I'll definatly get something in, also dont apologize for not being able to find a smaler pic, the bigger the better to work with, small pics are horrible as I can down size without losing quality but I can only make small pics so big before they get blury.


----------



## dudeabides (Sep 30, 2008)

Oh ok thanks, you can tell I'm an amateur at all graphic things.
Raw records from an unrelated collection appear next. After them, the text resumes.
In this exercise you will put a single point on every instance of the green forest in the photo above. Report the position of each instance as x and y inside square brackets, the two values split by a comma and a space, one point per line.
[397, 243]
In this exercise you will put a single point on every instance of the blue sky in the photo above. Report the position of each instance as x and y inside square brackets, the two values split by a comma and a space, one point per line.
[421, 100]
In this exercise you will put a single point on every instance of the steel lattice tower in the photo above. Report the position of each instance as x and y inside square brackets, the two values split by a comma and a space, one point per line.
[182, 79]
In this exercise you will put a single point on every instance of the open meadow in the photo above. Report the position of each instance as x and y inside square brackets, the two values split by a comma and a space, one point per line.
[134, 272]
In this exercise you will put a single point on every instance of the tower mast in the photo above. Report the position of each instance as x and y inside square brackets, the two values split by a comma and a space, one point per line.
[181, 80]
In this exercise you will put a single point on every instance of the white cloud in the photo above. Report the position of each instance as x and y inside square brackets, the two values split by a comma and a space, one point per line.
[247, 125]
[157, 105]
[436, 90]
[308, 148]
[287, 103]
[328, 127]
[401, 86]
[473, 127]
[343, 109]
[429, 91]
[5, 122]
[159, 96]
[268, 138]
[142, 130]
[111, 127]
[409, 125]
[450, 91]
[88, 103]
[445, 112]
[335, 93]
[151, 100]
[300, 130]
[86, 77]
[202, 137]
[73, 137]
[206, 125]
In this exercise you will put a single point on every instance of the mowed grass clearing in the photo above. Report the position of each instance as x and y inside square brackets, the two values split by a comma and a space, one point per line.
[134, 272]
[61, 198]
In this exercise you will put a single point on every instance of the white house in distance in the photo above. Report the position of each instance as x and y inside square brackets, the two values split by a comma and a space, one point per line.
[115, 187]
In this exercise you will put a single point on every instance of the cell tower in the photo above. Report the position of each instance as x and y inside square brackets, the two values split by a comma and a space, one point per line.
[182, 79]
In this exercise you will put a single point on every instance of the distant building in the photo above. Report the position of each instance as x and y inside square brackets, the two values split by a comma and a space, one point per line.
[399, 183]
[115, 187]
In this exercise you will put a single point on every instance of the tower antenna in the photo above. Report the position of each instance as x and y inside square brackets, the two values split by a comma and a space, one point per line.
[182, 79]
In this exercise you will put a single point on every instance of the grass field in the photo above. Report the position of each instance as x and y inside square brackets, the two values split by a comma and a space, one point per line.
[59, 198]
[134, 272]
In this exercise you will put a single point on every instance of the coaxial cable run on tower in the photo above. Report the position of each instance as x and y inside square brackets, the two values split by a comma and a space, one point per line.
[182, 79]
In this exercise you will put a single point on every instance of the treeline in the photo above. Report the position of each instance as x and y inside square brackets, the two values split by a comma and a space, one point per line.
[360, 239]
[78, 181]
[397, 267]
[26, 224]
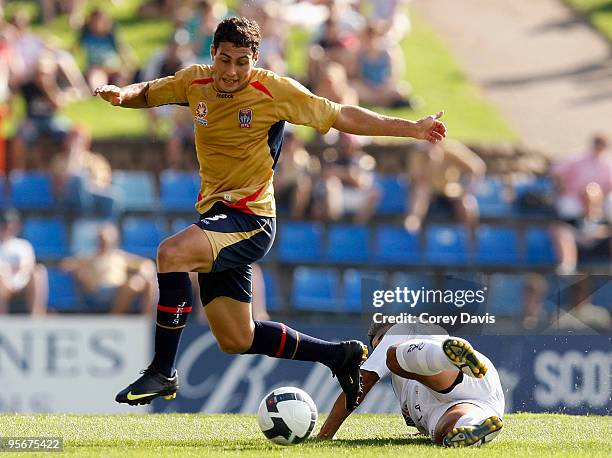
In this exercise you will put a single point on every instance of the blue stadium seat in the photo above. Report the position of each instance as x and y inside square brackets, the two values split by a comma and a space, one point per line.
[48, 236]
[543, 186]
[539, 247]
[136, 190]
[394, 192]
[412, 281]
[491, 198]
[394, 244]
[273, 298]
[141, 236]
[30, 190]
[602, 295]
[496, 245]
[300, 242]
[178, 190]
[315, 289]
[446, 245]
[348, 243]
[506, 294]
[354, 283]
[63, 295]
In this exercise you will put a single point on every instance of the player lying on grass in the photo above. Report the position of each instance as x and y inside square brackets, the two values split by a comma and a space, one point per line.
[239, 113]
[445, 388]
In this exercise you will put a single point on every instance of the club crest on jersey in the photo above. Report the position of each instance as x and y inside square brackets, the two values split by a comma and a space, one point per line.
[201, 112]
[245, 116]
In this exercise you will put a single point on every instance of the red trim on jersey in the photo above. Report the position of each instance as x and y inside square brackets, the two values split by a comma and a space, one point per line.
[163, 308]
[260, 87]
[203, 81]
[281, 346]
[242, 203]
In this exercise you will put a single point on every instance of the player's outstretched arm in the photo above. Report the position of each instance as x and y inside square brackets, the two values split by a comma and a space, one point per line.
[360, 121]
[132, 96]
[339, 413]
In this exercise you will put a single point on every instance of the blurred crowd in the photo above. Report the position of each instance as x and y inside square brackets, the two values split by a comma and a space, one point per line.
[353, 56]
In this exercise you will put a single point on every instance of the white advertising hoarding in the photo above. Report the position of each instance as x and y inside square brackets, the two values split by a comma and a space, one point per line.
[70, 364]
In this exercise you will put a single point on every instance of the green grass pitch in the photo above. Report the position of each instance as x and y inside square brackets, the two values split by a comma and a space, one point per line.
[163, 435]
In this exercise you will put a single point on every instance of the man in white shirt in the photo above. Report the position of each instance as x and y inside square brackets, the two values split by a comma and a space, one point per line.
[19, 273]
[446, 389]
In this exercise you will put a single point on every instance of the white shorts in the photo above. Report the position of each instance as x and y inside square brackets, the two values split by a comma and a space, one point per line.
[426, 406]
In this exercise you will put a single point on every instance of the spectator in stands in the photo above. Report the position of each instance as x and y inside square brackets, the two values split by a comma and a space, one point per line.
[74, 9]
[441, 175]
[585, 196]
[43, 98]
[391, 15]
[582, 314]
[273, 41]
[587, 239]
[82, 179]
[5, 91]
[20, 275]
[201, 26]
[376, 71]
[349, 186]
[535, 292]
[576, 172]
[333, 45]
[158, 8]
[166, 62]
[28, 49]
[111, 279]
[334, 85]
[108, 60]
[293, 178]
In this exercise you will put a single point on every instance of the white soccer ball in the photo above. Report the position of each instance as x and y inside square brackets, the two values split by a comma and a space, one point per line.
[287, 415]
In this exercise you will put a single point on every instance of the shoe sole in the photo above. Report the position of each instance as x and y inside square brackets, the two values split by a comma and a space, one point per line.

That was the most action packed pic I could find of him doing what he does best.


----------



## M.C (Jul 5, 2008)

I'll see about coming up with something.


----------



## M.C (Jul 5, 2008)

Here's something I threw together.


----------



## dudeabides (Sep 30, 2008)

Man, that is cool!


----------



## D.P. (Oct 8, 2008)

Cool, never did an AJ sig before, I'll try something out.


----------



## D.P. (Oct 8, 2008)

Sorry I took long:


----------



## dudeabides (Sep 30, 2008)

Whoa I feel like doing the Rutten jump after seeing that, both pics together and a cool ass font on the 'Rumble' ? That is too much!


----------



## D.P. (Oct 8, 2008)

dudeabides said:


> Whoa I feel like doing the Rutten jump after seeing that, both pics together and a cool ass font on the 'Rumble' ? That is too much!


Lol, if you do happen to do that jump, please videotape it, and show it to us. :thumb02:


----------



## dudeabides (Sep 30, 2008)

D.P. said:


> Lol, if you do happen to do that jump, please videotape it, and show it to us. :thumb02:


You'd rather I didn't, the only thing I have in common with this guy is the haircut:


----------



## N1™ (Apr 8, 2007)

i see you dont want a NEW avy, but you can make your avy bigger now


----------



## dudeabides (Sep 30, 2008)

Will give it a shot, thanks.


----------



## N1™ (Apr 8, 2007)

dudeabides said:


> Will give it a shot, thanks.


done..


----------



## dudeabides (Sep 30, 2008)

Thanks for the sig, DP. And the help with the avy, N1. Michael Carson's sig was badass as well, I appreciate it guys, takin the time even though I had to go and ask on a holiday like that.


----------